Giorno della Memoria 2026: iniziative a Spotorno e Bergeggi

Cerimonia commemorativa e incontri nelle scuole per ricordare le vittime della deportazione e del nazifascismo

In occasione del Giorno della Memoria, le Sezioni ANPI di Spotorno e Bergeggi, in collaborazione con le Amministrazioni comunali di Spotorno e Bergeggi, promuovono una serie di iniziative dedicate al ricordo delle vittime della deportazione e del nazifascismo, con particolare attenzione al valore educativo della memoria storica.

La cerimonia commemorativa si terrà martedì 27 gennaio 2026, alle ore 14.30, presso la targa commemorativa in località Merello, al confine tra i comuni di Spotorno e Bergeggi.

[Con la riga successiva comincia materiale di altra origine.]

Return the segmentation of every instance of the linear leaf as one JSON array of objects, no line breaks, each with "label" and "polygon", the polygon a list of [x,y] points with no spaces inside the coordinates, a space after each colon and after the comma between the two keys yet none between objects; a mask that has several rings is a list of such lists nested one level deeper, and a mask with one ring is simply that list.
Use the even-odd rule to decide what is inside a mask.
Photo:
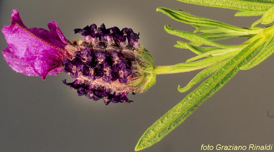
[{"label": "linear leaf", "polygon": [[259,24],[259,23],[261,22],[261,19],[260,19],[258,20],[255,21],[252,24],[252,25],[251,25],[251,27],[253,27]]},{"label": "linear leaf", "polygon": [[174,19],[192,25],[218,28],[240,32],[248,32],[251,31],[215,20],[196,16],[181,10],[175,10],[168,8],[160,7],[158,8],[156,10],[163,13]]},{"label": "linear leaf", "polygon": [[203,44],[207,45],[213,46],[222,48],[238,48],[238,46],[234,45],[220,44],[212,42],[198,34],[191,32],[178,31],[173,29],[169,25],[166,25],[164,29],[168,33],[185,39],[190,41]]},{"label": "linear leaf", "polygon": [[256,40],[233,57],[219,70],[168,111],[145,132],[135,147],[138,151],[159,141],[182,123],[196,108],[230,80],[239,68],[258,51],[264,40]]},{"label": "linear leaf", "polygon": [[[238,51],[237,51],[237,50]],[[207,52],[206,52],[202,54],[200,54],[195,57],[193,57],[190,58],[190,59],[189,59],[185,61],[185,62],[191,62],[195,60],[198,60],[198,59],[200,59],[202,57],[208,56],[211,55],[213,54],[214,54],[217,53],[227,53],[230,52],[234,52],[236,54],[239,52],[239,51],[240,50],[237,50],[237,49],[216,49],[215,50],[213,50],[212,51]]]},{"label": "linear leaf", "polygon": [[274,6],[265,12],[262,17],[261,23],[262,24],[268,24],[274,21]]},{"label": "linear leaf", "polygon": [[[259,2],[259,1],[240,0],[177,0],[178,1],[193,4],[207,6],[225,8],[245,11],[266,11],[273,6],[272,1],[268,1],[265,3]],[[259,2],[261,2],[260,1]],[[272,4],[271,4],[272,3]]]},{"label": "linear leaf", "polygon": [[246,64],[240,67],[241,70],[248,70],[258,64],[274,53],[274,34],[267,41],[258,54]]},{"label": "linear leaf", "polygon": [[187,49],[187,48],[185,46],[185,45],[183,45],[180,44],[176,44],[174,45],[174,47],[177,47],[177,48],[180,48],[180,49]]},{"label": "linear leaf", "polygon": [[242,11],[238,12],[235,14],[235,16],[253,16],[262,15],[265,11]]},{"label": "linear leaf", "polygon": [[172,71],[179,69],[191,69],[196,70],[208,67],[235,55],[234,52],[228,53],[223,55],[214,57],[195,62],[179,63],[171,67],[169,71]]},{"label": "linear leaf", "polygon": [[215,73],[225,64],[231,58],[228,58],[204,70],[195,76],[187,85],[181,88],[179,85],[178,91],[180,92],[185,92],[190,89],[195,85],[201,81],[205,78]]}]

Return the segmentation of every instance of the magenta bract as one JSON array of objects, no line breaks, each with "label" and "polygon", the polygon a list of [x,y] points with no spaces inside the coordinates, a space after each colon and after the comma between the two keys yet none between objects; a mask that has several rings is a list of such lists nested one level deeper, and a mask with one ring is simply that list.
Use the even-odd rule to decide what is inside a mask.
[{"label": "magenta bract", "polygon": [[15,71],[26,75],[40,76],[62,72],[62,62],[72,55],[65,49],[70,45],[57,23],[47,24],[50,30],[28,29],[24,25],[17,10],[12,10],[11,25],[2,30],[8,47],[3,50],[4,58]]}]

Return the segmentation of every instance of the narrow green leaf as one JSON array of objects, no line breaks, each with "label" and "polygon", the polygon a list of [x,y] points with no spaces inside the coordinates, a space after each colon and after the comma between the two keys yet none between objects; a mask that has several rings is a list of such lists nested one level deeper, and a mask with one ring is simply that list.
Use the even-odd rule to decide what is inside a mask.
[{"label": "narrow green leaf", "polygon": [[258,50],[256,48],[264,40],[261,39],[256,40],[243,49],[157,120],[141,137],[135,150],[146,148],[159,141],[182,123],[197,107],[220,89],[236,74],[239,70],[239,68],[257,53]]},{"label": "narrow green leaf", "polygon": [[[179,44],[181,42],[180,42],[180,41],[177,41],[177,43],[178,44]],[[190,50],[192,52],[193,52],[197,54],[202,54],[203,53],[202,52],[201,52],[198,51],[198,50],[197,50],[194,48],[194,47],[192,47],[191,45],[188,44],[186,43],[185,43],[185,46],[189,50]]]},{"label": "narrow green leaf", "polygon": [[209,51],[212,51],[212,50],[215,50],[221,49],[221,48],[217,47],[197,47],[192,45],[191,44],[189,44],[189,43],[187,43],[186,44],[186,46],[188,47],[188,47],[193,47],[194,49],[195,49],[195,50],[197,50],[198,51],[203,52],[208,52]]},{"label": "narrow green leaf", "polygon": [[261,19],[260,19],[255,21],[255,22],[253,23],[252,25],[251,25],[251,27],[253,27],[258,25],[259,23],[261,22]]},{"label": "narrow green leaf", "polygon": [[211,55],[213,54],[214,54],[217,53],[220,53],[221,52],[224,53],[227,53],[229,52],[234,52],[236,54],[237,54],[240,50],[239,50],[237,49],[216,49],[201,54],[200,54],[195,57],[193,57],[190,58],[190,59],[189,59],[185,61],[185,62],[191,62],[195,60],[198,60],[198,59],[200,59],[201,58],[208,56],[209,55]]},{"label": "narrow green leaf", "polygon": [[174,45],[174,47],[180,49],[187,49],[187,48],[185,45],[183,45],[180,44],[176,44]]},{"label": "narrow green leaf", "polygon": [[212,42],[198,34],[191,32],[175,30],[171,28],[169,25],[166,25],[165,30],[168,33],[185,39],[190,41],[200,43],[207,45],[224,48],[238,48],[237,46],[220,44]]},{"label": "narrow green leaf", "polygon": [[235,55],[235,53],[232,52],[227,53],[223,55],[213,57],[195,62],[179,63],[170,67],[169,71],[172,71],[176,70],[181,70],[182,69],[187,70],[188,69],[191,69],[192,70],[202,69],[211,66],[220,61],[233,56]]},{"label": "narrow green leaf", "polygon": [[245,65],[241,67],[241,70],[248,70],[264,61],[274,53],[274,34],[265,42],[265,45],[258,54]]},{"label": "narrow green leaf", "polygon": [[253,16],[262,15],[265,11],[240,11],[235,14],[235,16]]},{"label": "narrow green leaf", "polygon": [[261,23],[268,24],[274,21],[274,6],[269,9],[262,17]]},{"label": "narrow green leaf", "polygon": [[164,7],[158,8],[156,10],[163,13],[174,19],[191,25],[218,28],[244,33],[251,32],[251,31],[252,31],[207,18],[196,16],[182,10],[173,10]]},{"label": "narrow green leaf", "polygon": [[225,64],[231,58],[228,58],[221,61],[209,67],[204,70],[194,77],[186,86],[181,88],[179,85],[178,87],[178,91],[180,92],[183,92],[188,90],[193,85],[200,82],[205,78],[215,73]]},{"label": "narrow green leaf", "polygon": [[[243,11],[266,11],[273,5],[270,3],[261,2],[263,1],[244,1],[240,0],[177,0],[178,1],[207,6],[225,8]],[[271,4],[272,3],[272,4]]]}]

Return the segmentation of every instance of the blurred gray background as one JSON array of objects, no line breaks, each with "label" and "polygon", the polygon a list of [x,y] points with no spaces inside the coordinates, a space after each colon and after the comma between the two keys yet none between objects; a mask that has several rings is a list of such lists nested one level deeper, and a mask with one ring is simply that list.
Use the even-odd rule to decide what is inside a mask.
[{"label": "blurred gray background", "polygon": [[[189,25],[156,12],[160,7],[181,9],[195,15],[241,27],[258,17],[235,17],[237,11],[195,5],[176,1],[1,0],[0,27],[10,24],[12,10],[25,25],[47,29],[54,20],[72,41],[83,39],[73,29],[95,23],[140,32],[139,42],[157,65],[184,62],[195,54],[173,45],[179,37],[163,29],[192,31]],[[0,50],[7,47],[0,34]],[[236,39],[221,43],[239,44]],[[145,152],[196,151],[204,144],[248,146],[274,144],[274,56],[248,71],[240,71],[182,124]],[[131,104],[94,102],[78,97],[62,82],[64,73],[31,77],[12,70],[0,54],[0,151],[132,152],[146,130],[199,84],[180,93],[200,71],[157,76],[147,92],[129,95]]]}]

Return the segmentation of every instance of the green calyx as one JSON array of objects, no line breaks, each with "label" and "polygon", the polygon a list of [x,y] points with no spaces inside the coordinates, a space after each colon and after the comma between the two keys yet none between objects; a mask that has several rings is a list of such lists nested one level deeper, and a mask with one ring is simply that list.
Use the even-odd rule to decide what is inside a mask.
[{"label": "green calyx", "polygon": [[154,59],[148,51],[144,47],[139,47],[134,50],[135,61],[133,69],[134,79],[128,85],[134,88],[136,93],[147,90],[156,82],[156,74],[153,73]]}]

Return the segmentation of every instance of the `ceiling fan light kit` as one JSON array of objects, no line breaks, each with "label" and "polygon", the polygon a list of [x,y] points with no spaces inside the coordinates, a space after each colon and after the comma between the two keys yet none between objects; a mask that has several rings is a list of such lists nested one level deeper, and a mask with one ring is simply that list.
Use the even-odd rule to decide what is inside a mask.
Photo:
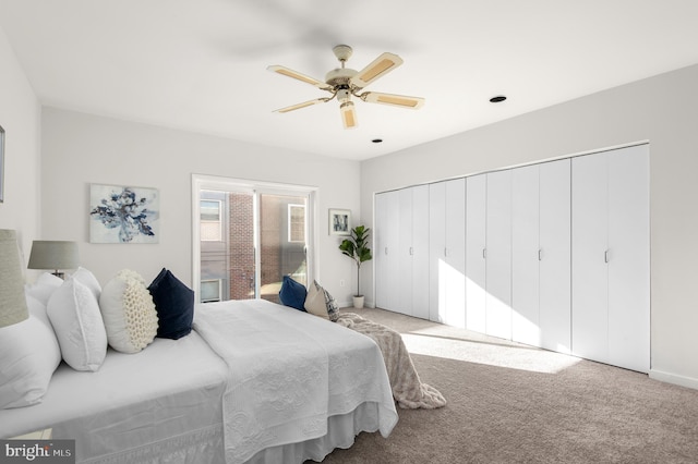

Durante l’iniziativa è prevista la posa di un mazzo di fiori in segno di omaggio e di rispetto.

Interverranno il Presidente dell’Associazione ANED – sezione Savona-Imperia, Simone Falco, i rappresentanti delle istituzioni locali di Spotorno e Bergeggi e il Sindaco del Consiglio Comunale dei Ragazzi del Golfo, a testimonianza di come la memoria non sia soltanto ricordo del passato, ma strumento di formazione civile e democratica, soprattutto per le giovani generazioni.

Il Giorno della Memoria si celebra il 27 gennaio, data in cui nel 1945 le truppe sovietiche liberarono il campo di sterminio di Auschwitz-Birkenau, rendendo evidente al mondo l’orrore della Shoah e del sistema concentrazionario nazista. Una ricorrenza che richiama il dovere collettivo di ricordare affinché simili tragedie non si ripetano.

L’invito a partecipare alla cerimonia è esteso a tutte le associazioni del territorio e a tutta la cittadinanza, perché la memoria è un patrimonio comune che vive solo se condiviso.

Nell’ambito delle iniziative dedicate al Giorno della Memoria, giovedì 29 gennaio il prof. Luigi Vassallo terrà una lezione presso la classe terza della Scuola secondaria di primo grado di Spotorno.

L’incontro sarà dedicato alla riflessione sulla Shoah e sulla deportazione nei campi di concentramento nazisti e includerà un chiarimento sul significato e sulle differenze tra il Giorno della Memoria (27 gennaio) e il Giorno del Ricordo (10 febbraio), al fine di evitare sovrapposizioni o fraintendimenti storici.

Durante la lezione verrà ricordata la figura di Giobatta Cervo, cittadino spotornese. Nato nel 1908 e operaio all’Ilva, fu arrestato in seguito agli scioperi del 1° marzo 1944 a Savona. Dopo la detenzione presso l’Istituto Merello di Spotorno e la Casa dello Studente di Genova, fu deportato nel campo di concentramento di Dachau, dove trovò la morte. Solo otto dei deportati savonesi fecero ritorno a casa.

Il ricordo di Giobatta Cervo è oggi custodito in diverse lapidi commemorative; le sue ceneri riposano nel cimitero di Zinola, insieme a quelle di altri deportati. La sua storia rappresenta una testimonianza fondamentale per le nuove generazioni, esempio concreto di come la memoria storica sia legata ai luoghi, alle comunità e alle persone.

La memoria vive solo se viene trasmessa. Oggi tocca a noi custodirla e consegnarla a chi verrà dopo.